This is a good point. Possibly since I'm the author of the following proposal, but also because I hope it will garner greater consideration than it has so far, this is how you would do these with my suggested language features single-instance structs and opGet:

The new syntax changes:

struct __foo {}
__foo foo;

to:

foo struct {}

This makes single-instance structs as easy to write as lambda functions. Combining them with two new operator definitions opGet and... let me see... opDo should cover it... it would look like this:

struct Goo
{
int _n;
foo struct
{
int opGet() { return _n; } // Exactly like opCall, but may not be used with parentheses
}
}

Goo g;
g.foo(); // Error

A struct may have exactly one of opGet, opCall, and opDo.

foo struct
{
int opGet() { ... }
int opDo() { ... } // Error: a struct may not have both opGet and opDo
}

opDo does exactly the opposite of opGet: it mandates the uses of parentheses instead of prohibits them. opCall, on the other hand, permits either one freely.

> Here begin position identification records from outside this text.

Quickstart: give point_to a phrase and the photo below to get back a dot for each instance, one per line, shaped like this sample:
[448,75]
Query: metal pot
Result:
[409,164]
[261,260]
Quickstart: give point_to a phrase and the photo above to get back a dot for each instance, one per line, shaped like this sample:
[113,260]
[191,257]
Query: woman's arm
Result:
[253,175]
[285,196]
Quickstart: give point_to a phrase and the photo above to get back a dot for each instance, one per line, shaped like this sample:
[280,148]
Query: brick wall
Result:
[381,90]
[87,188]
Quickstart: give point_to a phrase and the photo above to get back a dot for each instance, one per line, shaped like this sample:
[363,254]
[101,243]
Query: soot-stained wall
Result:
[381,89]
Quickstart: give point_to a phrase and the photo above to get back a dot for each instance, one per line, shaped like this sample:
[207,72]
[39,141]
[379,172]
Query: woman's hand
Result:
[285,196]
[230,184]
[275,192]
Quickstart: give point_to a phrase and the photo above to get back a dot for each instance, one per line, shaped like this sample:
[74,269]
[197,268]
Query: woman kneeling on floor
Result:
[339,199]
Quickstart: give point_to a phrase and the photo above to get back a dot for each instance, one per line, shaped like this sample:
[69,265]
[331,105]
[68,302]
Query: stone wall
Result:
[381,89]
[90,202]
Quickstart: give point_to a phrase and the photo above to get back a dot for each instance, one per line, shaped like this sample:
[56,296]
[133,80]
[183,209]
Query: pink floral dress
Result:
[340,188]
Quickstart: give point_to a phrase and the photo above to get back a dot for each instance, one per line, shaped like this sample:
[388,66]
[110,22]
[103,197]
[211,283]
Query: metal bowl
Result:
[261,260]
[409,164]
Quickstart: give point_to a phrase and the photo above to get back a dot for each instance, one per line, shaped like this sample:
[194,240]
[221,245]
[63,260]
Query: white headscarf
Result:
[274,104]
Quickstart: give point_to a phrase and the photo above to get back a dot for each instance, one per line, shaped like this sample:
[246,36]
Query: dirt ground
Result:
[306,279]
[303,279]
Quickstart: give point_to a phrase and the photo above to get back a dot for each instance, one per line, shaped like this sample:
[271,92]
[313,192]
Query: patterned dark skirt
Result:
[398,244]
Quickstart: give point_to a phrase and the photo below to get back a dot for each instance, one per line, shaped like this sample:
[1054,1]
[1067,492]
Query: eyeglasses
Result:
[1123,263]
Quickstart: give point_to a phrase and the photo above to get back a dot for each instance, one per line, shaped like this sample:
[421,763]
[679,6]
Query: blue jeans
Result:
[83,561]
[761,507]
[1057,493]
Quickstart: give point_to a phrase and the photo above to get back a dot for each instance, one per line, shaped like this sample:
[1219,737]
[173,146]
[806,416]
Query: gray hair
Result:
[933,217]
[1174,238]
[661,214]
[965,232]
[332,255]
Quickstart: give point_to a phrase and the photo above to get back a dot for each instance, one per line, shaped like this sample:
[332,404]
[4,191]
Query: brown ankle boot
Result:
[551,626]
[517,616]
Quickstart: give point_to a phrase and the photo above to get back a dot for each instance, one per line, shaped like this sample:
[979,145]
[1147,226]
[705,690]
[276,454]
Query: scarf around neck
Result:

foo struct { int opDo() { return 4; } }
foo; // Error: foo must be called with parentheses

Note how the single-instance struct does not store data of its own, but is used for its value as a namespace and its ability to overload variables. That doesn't mean you *can't* store data in it. It's just like any other struct except that is has what I was thinking of calling a Highlander type: There can be only one!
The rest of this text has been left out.